Through the first day of return to the old routine, madame was fully occupied in making a pretence at cheerfulness and in inducing those around her to hide their sadness. But afterwards, when chatter and smiles began to come naturally back to the young lips, and the gayety of youth to shine from their eyes again, she suddenly relaxed her strain, and let her mind sink into what depths it would. How dim with misery was the September air! Hope had gone out of her life; and the thought of joy was a mockery. Throughout her whole world there was not a single spot of brightness on which to feast her tired eyes. Even imagination had fled, and there remained to her only a vista of unending, monotonous days, the one so like the other that she should soon forget the passage of time. And this future was inevitable. Le Crépuscule was here, and she must keep to it. She had no other refuge save a nunnery; and that merest suggestion was terrible to her. Gerault’s widow, the young Lenore, was left; yet she would be infinitely happier to go back to the home of her youth. There was a cry of despair in Eleanore’s heart at this realization, and she fought with herself for a long time before finally she was wrought to the point of going to Lenore and counselling her return to her father’s roof. Yet Eleanore brought herself to this; for she felt that this last sacrifice was one of duty: that she had no right forever to shut the youth and beauty of the young life into the grim shadows of Le Crépuscule.

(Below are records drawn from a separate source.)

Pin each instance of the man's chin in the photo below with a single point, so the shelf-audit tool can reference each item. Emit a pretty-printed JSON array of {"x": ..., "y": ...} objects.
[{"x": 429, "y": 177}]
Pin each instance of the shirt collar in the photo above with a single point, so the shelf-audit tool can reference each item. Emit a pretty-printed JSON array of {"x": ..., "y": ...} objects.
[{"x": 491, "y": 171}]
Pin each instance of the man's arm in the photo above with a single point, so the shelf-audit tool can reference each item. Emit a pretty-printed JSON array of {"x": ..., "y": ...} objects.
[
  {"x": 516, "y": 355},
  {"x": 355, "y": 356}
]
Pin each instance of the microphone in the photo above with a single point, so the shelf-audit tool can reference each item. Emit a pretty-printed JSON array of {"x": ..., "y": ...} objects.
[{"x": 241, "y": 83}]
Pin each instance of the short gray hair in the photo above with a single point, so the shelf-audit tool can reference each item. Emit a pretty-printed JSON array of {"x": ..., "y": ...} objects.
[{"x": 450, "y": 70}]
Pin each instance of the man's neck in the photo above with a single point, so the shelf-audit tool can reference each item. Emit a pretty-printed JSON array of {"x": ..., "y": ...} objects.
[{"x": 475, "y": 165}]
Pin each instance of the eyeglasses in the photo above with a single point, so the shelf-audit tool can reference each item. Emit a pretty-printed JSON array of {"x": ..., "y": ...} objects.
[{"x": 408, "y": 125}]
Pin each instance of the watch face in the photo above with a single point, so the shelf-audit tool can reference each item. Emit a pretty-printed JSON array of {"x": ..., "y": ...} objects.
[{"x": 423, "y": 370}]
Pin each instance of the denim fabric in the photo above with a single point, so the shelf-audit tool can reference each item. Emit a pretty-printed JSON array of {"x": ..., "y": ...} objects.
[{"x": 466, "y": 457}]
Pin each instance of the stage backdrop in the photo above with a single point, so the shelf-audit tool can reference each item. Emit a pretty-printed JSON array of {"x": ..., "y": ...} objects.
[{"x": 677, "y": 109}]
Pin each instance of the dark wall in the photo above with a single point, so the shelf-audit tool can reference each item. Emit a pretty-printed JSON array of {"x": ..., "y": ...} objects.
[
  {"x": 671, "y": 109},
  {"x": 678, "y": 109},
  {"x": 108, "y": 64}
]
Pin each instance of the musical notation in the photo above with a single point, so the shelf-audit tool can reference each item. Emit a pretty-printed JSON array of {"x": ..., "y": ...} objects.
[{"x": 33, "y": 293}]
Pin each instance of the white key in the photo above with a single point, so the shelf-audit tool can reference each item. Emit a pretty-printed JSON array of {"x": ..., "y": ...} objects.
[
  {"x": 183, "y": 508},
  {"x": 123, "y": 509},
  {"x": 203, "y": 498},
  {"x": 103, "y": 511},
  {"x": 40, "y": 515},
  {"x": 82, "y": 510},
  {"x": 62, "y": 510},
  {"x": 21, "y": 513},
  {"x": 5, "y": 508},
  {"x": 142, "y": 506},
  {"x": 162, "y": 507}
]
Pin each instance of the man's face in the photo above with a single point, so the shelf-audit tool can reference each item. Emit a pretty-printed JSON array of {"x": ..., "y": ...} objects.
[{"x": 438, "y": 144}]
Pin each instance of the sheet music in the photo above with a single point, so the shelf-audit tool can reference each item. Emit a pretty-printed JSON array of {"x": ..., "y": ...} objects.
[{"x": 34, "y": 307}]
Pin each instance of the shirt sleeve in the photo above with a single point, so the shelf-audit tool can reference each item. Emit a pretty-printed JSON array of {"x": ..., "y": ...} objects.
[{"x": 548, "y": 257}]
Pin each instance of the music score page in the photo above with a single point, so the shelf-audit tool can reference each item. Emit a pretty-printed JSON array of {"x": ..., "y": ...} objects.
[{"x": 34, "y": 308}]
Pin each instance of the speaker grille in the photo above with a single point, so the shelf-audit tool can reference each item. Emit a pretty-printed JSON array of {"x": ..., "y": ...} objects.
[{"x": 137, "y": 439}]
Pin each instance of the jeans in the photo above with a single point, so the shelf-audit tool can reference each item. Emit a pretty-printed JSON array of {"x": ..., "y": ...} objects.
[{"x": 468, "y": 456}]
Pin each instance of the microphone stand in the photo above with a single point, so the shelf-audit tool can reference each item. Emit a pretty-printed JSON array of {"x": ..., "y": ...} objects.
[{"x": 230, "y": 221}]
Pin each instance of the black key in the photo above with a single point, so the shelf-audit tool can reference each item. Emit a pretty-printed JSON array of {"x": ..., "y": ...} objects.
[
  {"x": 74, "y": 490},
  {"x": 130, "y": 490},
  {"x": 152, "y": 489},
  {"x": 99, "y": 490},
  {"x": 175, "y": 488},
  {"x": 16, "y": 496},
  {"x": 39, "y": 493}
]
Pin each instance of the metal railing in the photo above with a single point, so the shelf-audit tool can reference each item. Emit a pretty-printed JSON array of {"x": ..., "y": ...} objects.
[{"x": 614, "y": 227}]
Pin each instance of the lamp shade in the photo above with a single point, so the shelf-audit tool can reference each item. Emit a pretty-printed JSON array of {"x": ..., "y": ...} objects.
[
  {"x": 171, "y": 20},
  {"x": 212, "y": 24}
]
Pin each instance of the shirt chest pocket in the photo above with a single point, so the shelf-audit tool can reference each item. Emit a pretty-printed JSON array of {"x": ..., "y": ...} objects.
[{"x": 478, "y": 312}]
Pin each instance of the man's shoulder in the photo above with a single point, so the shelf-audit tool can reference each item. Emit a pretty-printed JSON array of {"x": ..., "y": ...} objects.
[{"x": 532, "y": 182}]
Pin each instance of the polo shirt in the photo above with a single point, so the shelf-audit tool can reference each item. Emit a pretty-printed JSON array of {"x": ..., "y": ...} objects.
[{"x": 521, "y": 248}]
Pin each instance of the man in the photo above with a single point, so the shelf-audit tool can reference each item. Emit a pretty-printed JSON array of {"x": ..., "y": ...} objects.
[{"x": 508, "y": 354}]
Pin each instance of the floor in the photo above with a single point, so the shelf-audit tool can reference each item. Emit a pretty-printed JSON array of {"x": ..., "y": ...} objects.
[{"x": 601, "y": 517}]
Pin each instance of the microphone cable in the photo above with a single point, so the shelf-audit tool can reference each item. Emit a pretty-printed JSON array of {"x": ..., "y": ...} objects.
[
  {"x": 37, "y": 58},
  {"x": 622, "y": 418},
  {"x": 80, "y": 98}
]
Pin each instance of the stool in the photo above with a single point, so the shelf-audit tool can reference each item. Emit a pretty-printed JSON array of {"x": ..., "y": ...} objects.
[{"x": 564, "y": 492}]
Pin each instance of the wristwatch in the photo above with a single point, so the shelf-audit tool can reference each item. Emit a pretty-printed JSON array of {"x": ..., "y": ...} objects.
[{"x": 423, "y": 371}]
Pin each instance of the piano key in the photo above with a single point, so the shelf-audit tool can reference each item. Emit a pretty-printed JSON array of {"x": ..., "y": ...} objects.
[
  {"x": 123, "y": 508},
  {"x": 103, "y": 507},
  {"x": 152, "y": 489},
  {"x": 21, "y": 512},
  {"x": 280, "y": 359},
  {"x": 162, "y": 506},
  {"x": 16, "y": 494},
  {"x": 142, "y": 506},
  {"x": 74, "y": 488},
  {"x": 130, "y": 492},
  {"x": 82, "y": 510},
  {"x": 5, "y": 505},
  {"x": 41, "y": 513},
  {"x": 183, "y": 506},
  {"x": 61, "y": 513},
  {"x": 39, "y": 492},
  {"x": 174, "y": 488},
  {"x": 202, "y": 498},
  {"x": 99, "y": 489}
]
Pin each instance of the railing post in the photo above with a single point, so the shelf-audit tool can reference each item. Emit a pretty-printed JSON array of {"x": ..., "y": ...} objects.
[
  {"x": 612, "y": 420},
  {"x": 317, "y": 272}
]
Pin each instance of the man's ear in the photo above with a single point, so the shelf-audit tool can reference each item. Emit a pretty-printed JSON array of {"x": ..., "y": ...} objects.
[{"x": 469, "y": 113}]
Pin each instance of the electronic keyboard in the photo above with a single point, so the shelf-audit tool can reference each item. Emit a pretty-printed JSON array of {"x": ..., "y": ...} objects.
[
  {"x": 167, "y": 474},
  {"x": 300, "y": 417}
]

On the evening of the third day of her new struggle Eleanore went, with woe in her heart, to the door of Lenore’s room. The apartment was flooded with the light of sunset, so that Lenore, lying in the very midst of it, seemed to be resting in a sea of glowing gold. When Eleanore entered, the young girl turned, with a little smile of pleasure, and said,—
“Thou’rt very kind to come to me here while I lie thus in idlesse. Indeed, I see not how thou shouldst bear with me that I do nothing when all the Castle is at work.”